La noción de transición justa debe entenderse desde una perspectiva pragmática. No se trata solo de compensar impactos sociales y ecológicos, sino de crear estructuras económicas e institucionales capaces de redistribuir beneficios y fortalecer resiliencia social y ambiental, evitando que las nuevas estrategias de desarrollo reproduzcan viejas desigualdades.
Marcando el compás de la cooperación
La COP30 en Belém no será un foro de declaraciones ni un mero acto simbólico. Será una prueba de gobernanza y de realismo político. América Latina no actúa como bloque y sus países avanzan con ritmos distintos, prioridades divergentes y capacidades institucionales desiguales. Potencias como China o Estados Unidos marcan su propio compás, y los intereses estratégicos globales generan tensiones que dificultan la cooperación espontánea.
En ese escenario, Brasil tiene la posibilidad de quebrar un equilibrio no cooperativo tanto dentro de la región como en el sistema internacional. Su fuerza no proviene de recursos financieros, sino de su habilidad diplomática para sincronizar intereses dispares sin subordinarse a ninguna potencia. Desde la presidencia de los BRICS hasta la creación del TFFF, Brasil demuestra la ambición de traducir legitimidad democrática en arquitectura de cooperación.
La verdadera prueba de la COP30 será demostrar que la democracia y la estabilidad institucional también son activos estratégicos en la economía política del clima. Si logra marcar el ritmo de la cooperación, Brasil podría transformar la región en un laboratorio de gobernanza multilateral, mostrando que la acción coordinada —y no la competencia— puede generar desarrollo, estabilidad y justicia climática en un mundo fracturado.

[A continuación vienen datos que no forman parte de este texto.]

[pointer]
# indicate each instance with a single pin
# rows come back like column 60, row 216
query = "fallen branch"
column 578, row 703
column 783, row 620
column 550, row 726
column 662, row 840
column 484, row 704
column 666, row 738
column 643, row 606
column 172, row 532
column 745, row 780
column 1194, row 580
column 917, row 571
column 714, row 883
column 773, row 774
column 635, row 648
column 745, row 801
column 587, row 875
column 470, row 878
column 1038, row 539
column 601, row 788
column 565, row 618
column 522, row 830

Si Brasil logra marcar el ritmo, a pesar de todas las contradicciones internas, América Latina podrá mostrar que no es solo un territorio con recursos estratégicos, sino también un actor capaz de orquestar la cooperación en un mundo fragmentado, demostrando que la justicia climática y la gobernanza efectiva pueden avanzar incluso en contextos estructuralmente desiguales y cambiantes.